Featured Commitment - Sri Lanka

Sri Lanka – AP1 2015-2017 (2016-2018)
Theme: Women in Political Governance
Commitment 15: Strengthening Women’s Participation in the political decision-making process at the local level

Across the globe, women have seen slow-moving and limited progress on advancement of rights and representation of interests. OGP Steering Committee co-chair, Canada, has established women’s advancement as one of its priorities and has worked with OGP to develop a Feminist Open Government Initiative. To open the “Women and the Right of Access to Information Conference” at the Carter Center Atlanta, OGP CEO Sanjay Pradhan expressed in his remarks, his hope to ensure the right to information typically discussed in open government settings ultimately delivers to girls everywhere the right to proper nutrition, education, and more.

While we’re excited to see new advancements as a result of this initiative, this issue is already important to the OGP community as seen in Commitment 15 in the Sri Lankan OGP National Action Plan. The commitment ties together two seemingly disparate issues that are relevant to the open government community to increase Women’s Political Representation (WPR): political party financing and public participation in government. Over the past ten years, Sri Lanka has been a leader on issues surrounding women’s rights, including education and health. Sri Lanka’s Minister of Women and Child Affairs has said that in 2015, the literacy rate of women in Sri Lanka was 98.6 percent, and the percentage of women entering state universities had increased to 62.2 percent.  According to UNICEF, Sri Lanka’s maternal mortality ratio is only 35 deaths per 100,000 live births, or .035 percent, lower than the rest of the region.  

The Sri Lankan constitution also commits to gender equality, and Sri Lanka is a signatory to the Convention on the Elimination of All Forms of Discrimination Against Women (CEDAW), committing to relevant actions for the advancement of women. In 1996, the government developed the National Plan of Action for Women that reflects constitutional and international commitments to CEDAW. Despite strong legislative foundations, lack of enforcement of these actions results in women making up only 5.8 percent of parliamentary and less than two percent of local government representatives, placing Sri Lanka last in the region.

The United Nations Office on Drugs and Crime (UNODC) has identified multiple reasons for the under-representation of women in government: an enduring patriarchy reinforced by political elites, inadequate financial support for political campaigning, and deficient political leadership training and education. In Sri Lanka, candidates are entitled to direct funding from constituents after nomination from their party. Currently, women are not able to win nominations within male-dominated parties, and therefore are not able to receive enough funding to run a campaign. In 2016, a legislative solution to the lack of WPR was proposed and passed in parliament. The Legal Authorities Election Act (LAEA) was amended to include a twenty-five percent mandatory quota for female representatives. Realization of this quota could provide potential female candidates with the opportunity to collect funding, run campaigns, and ultimately win seats in parliament.  

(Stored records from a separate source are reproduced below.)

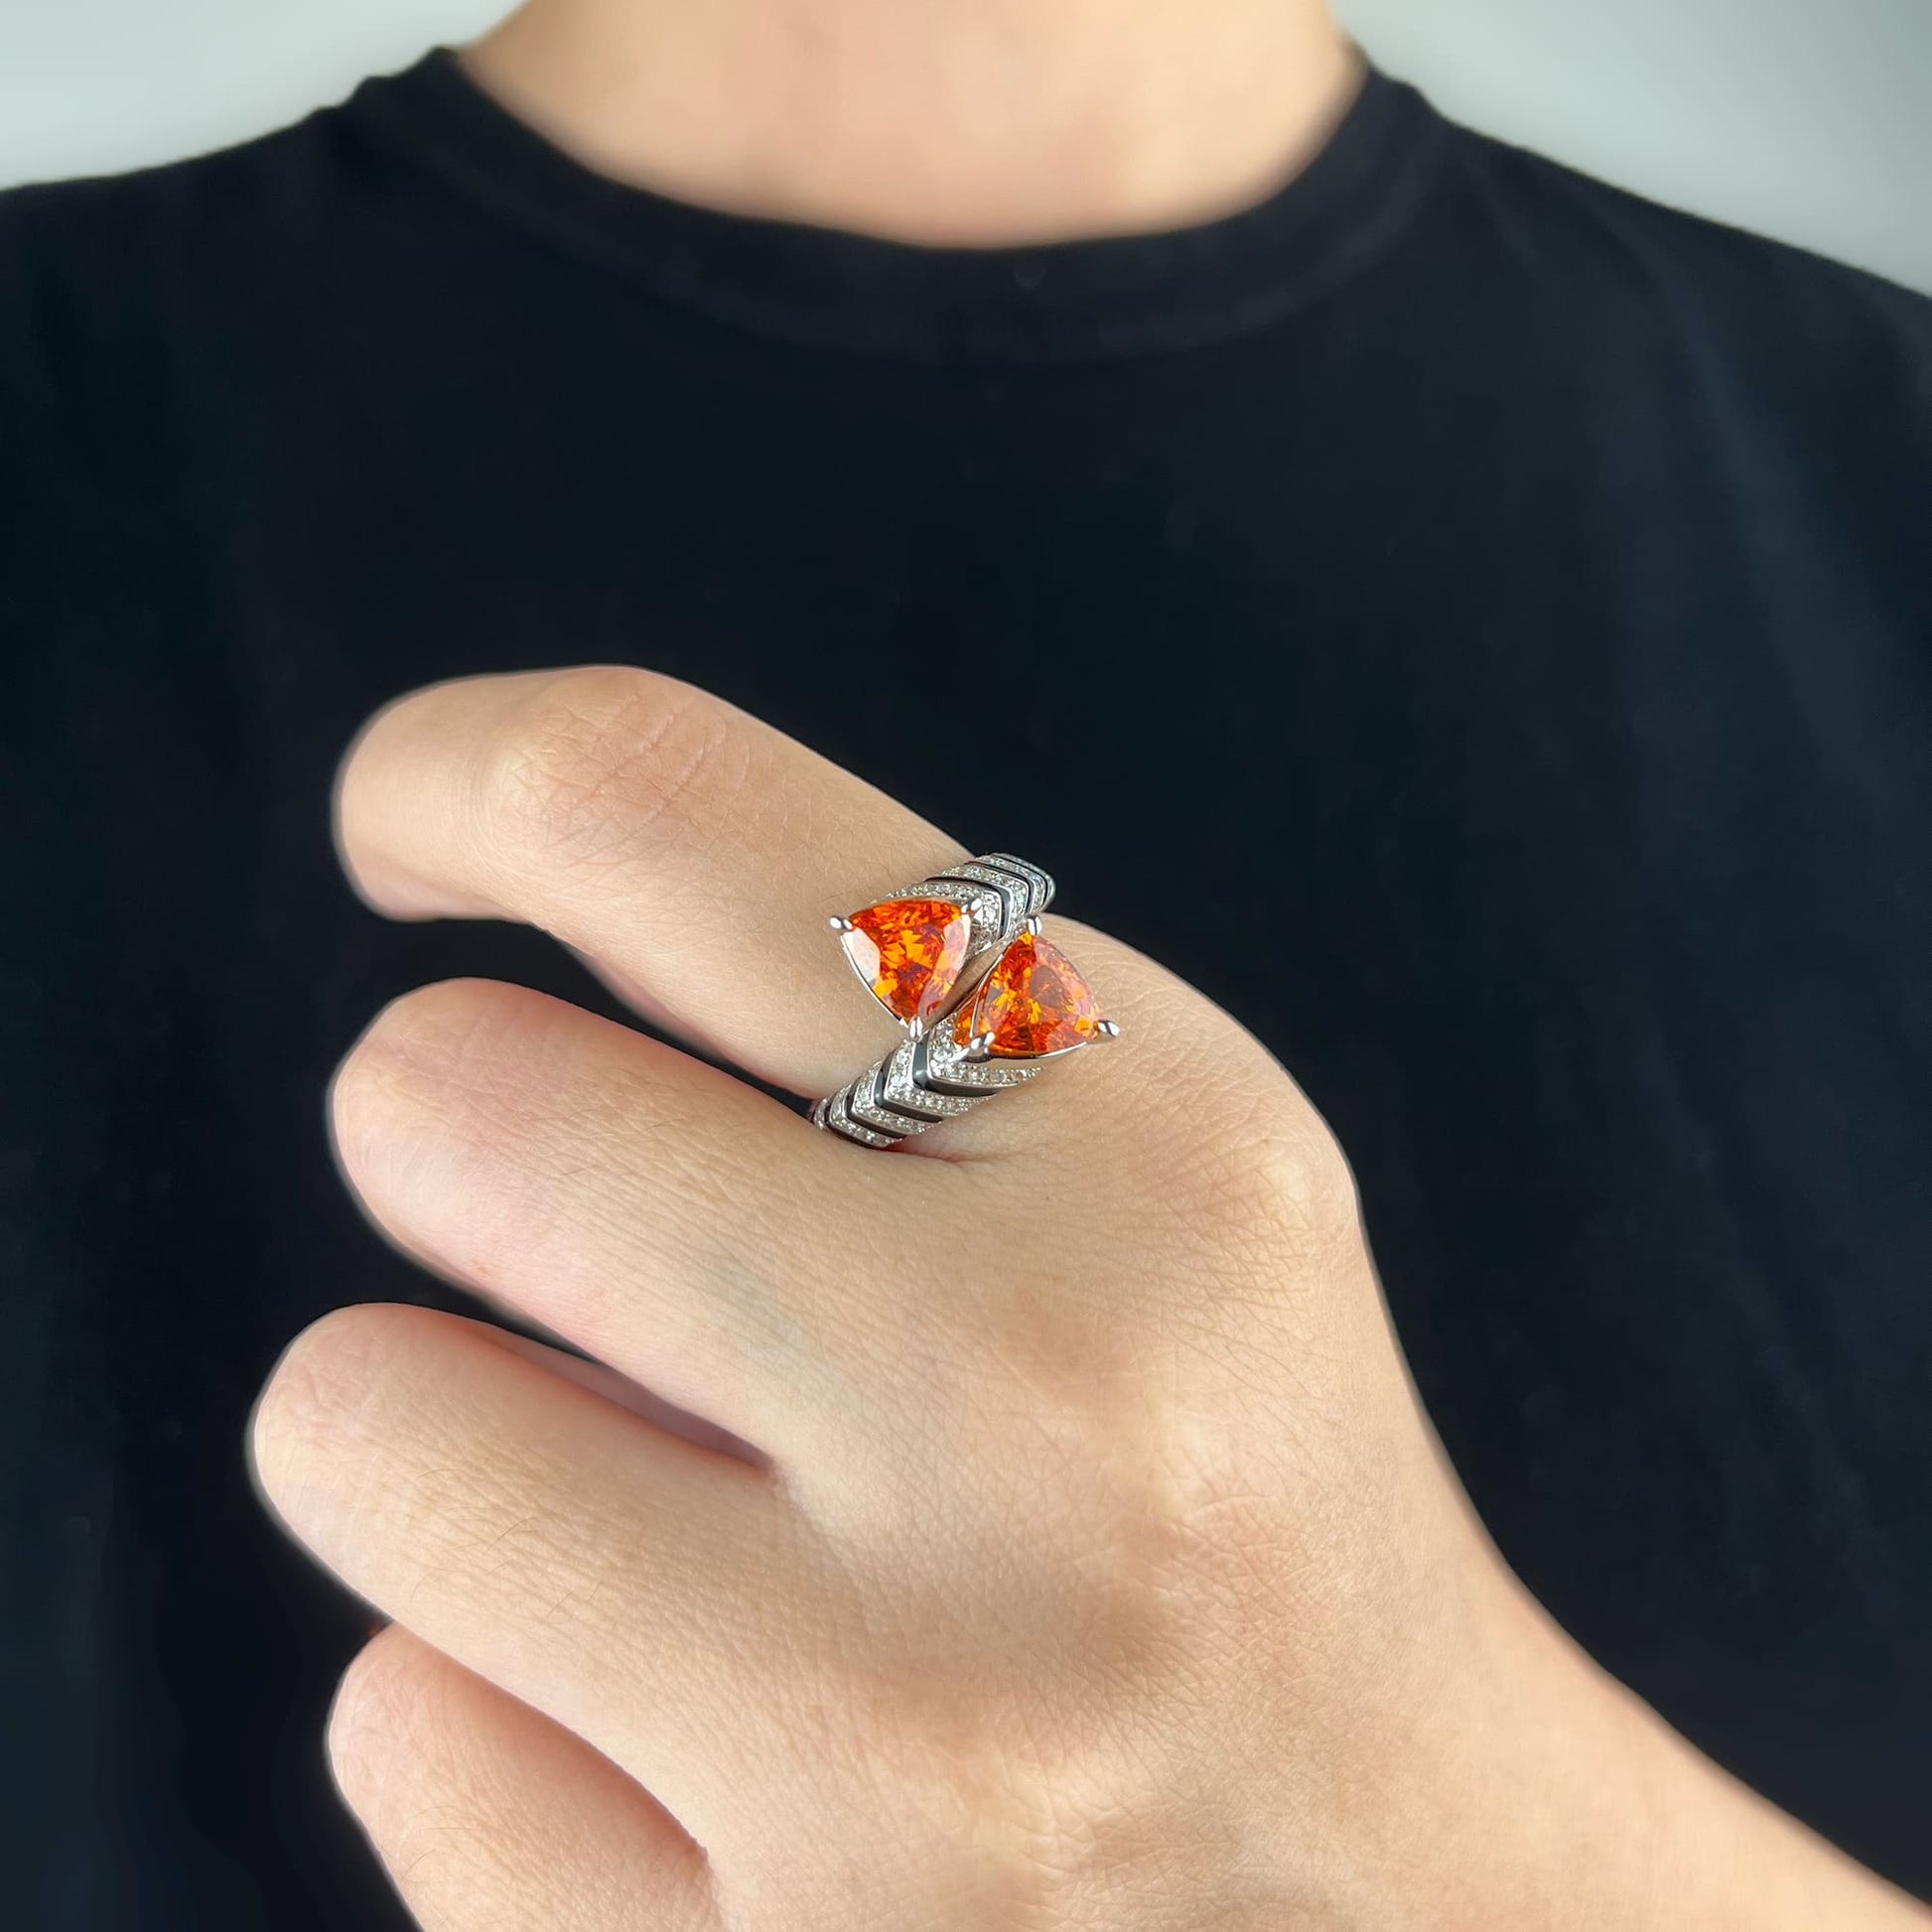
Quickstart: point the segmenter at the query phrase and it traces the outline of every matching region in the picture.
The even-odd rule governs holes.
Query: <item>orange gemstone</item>
[[[845,956],[881,1006],[901,1020],[930,1020],[959,984],[972,920],[943,898],[893,898],[852,915]]]
[[[960,1045],[993,1035],[1001,1059],[1036,1060],[1098,1036],[1100,1009],[1080,969],[1055,945],[1023,932],[980,982],[969,1007],[953,1023]]]

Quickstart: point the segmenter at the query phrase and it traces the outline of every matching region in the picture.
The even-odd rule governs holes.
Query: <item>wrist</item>
[[[1816,1932],[1932,1914],[1779,1812],[1595,1665],[1487,1553],[1435,1776],[1459,1792],[1406,1923]]]

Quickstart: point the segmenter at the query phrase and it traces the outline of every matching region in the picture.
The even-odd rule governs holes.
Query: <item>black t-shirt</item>
[[[1232,218],[938,251],[615,186],[435,57],[0,198],[0,638],[24,1923],[401,1922],[319,1742],[366,1612],[244,1421],[324,1310],[450,1299],[327,1152],[378,1003],[603,1003],[359,908],[329,782],[600,658],[1254,1027],[1505,1554],[1932,1892],[1932,306],[1379,76]]]

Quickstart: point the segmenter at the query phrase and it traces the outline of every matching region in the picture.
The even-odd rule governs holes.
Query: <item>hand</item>
[[[615,669],[403,700],[340,826],[383,910],[543,926],[802,1094],[894,1036],[827,914],[961,856]],[[349,1055],[376,1221],[608,1365],[351,1308],[262,1398],[267,1494],[395,1619],[330,1747],[421,1922],[1922,1922],[1528,1602],[1321,1122],[1161,968],[1049,930],[1122,1041],[890,1155],[512,986]]]

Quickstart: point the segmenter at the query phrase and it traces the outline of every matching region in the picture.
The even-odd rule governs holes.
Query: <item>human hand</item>
[[[384,911],[545,927],[814,1095],[892,1038],[826,916],[960,856],[621,669],[403,700],[340,830]],[[351,1308],[260,1404],[274,1506],[396,1620],[330,1745],[422,1923],[1920,1923],[1514,1584],[1281,1068],[1050,933],[1122,1043],[892,1155],[511,986],[349,1055],[376,1221],[608,1365]]]

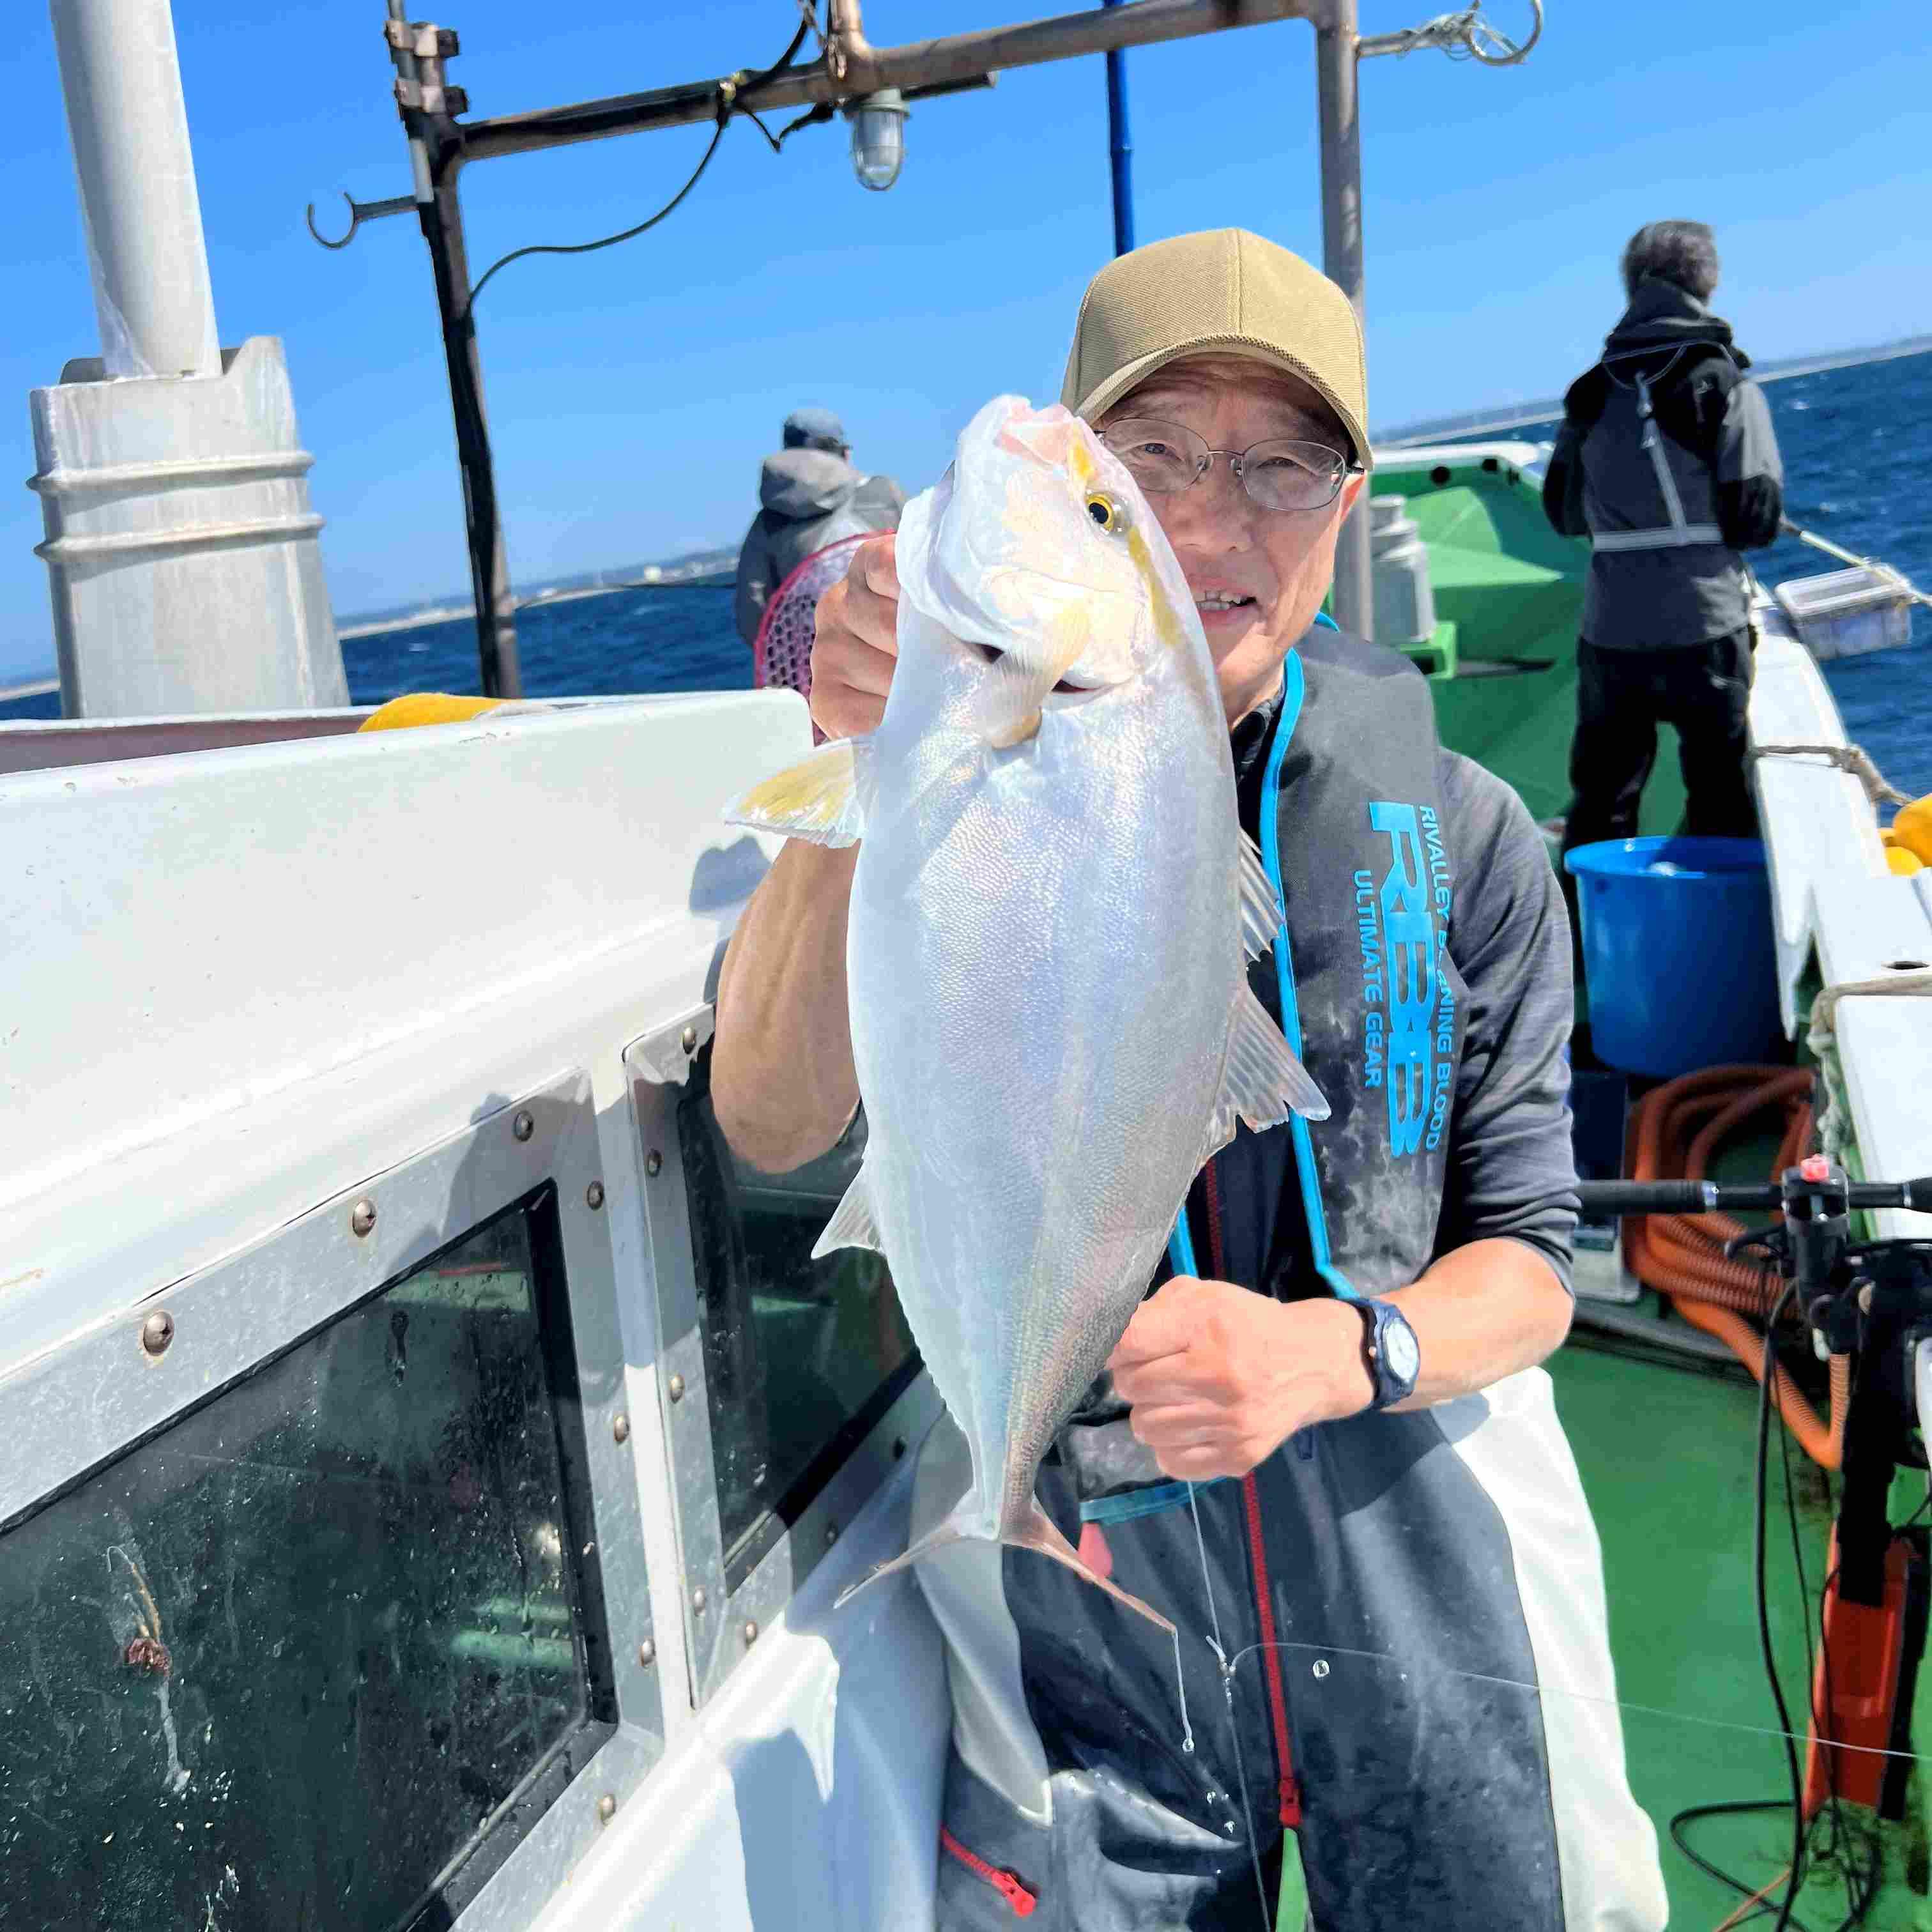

Studies show that women tend to adopt a leadership style distinct from male leaders, and are more inclined than men to embrace the ideals of responsibility, care, and interconnectedness. Therefore, more WPR at a local level may indicate that municipalities will be closer to citizens, aiming to serve them and ensuring accountability and transparency. Increasing transparency plays a crucial role in establishing good governance, reducing corruption, and government inefficiencies. Studies also record that a quota for female representation can kick start WPR by establishing a mandatory presence of women close to the principle of parity in public bodies.

Prior to the development of Sri Lanka’s OGP National Action Plan, there was no concrete plan for implementing the LAEA legislation. To remedy this, Sri Lanka included a commitment to meet this quota with the nomination and election of qualified women into local government across Sri Lanka in its first OGP action plan. The commitment is designed in such a way to facilitate the realization of the set quota to give candidates access to funds. It also aims to increase public participation and transparency through increased WPR. The commitment contains milestones specifically aimed at organizing qualified female candidates, guiding political parties to nominate and financially support selected candidates, and releasing profiles of all candidates to the public prior to the election dates. The quota, and subsequent implementation of this commitment, could potentially increase the number of women in local government from around ninety at present to two thousand following the next local elections.

This commitment is exciting because it combines efforts in two seemingly unrelated issue areas - party financing and public participation - to reform political party organization and financing with the explicit aim of opening up government to more of the population, namely women. The efforts in Sri Lanka so far are the beginnings of a broader initiative undertaken by OGP and Steering Committee Co-Chair, Canada, to advance the interests of women through open government around the world.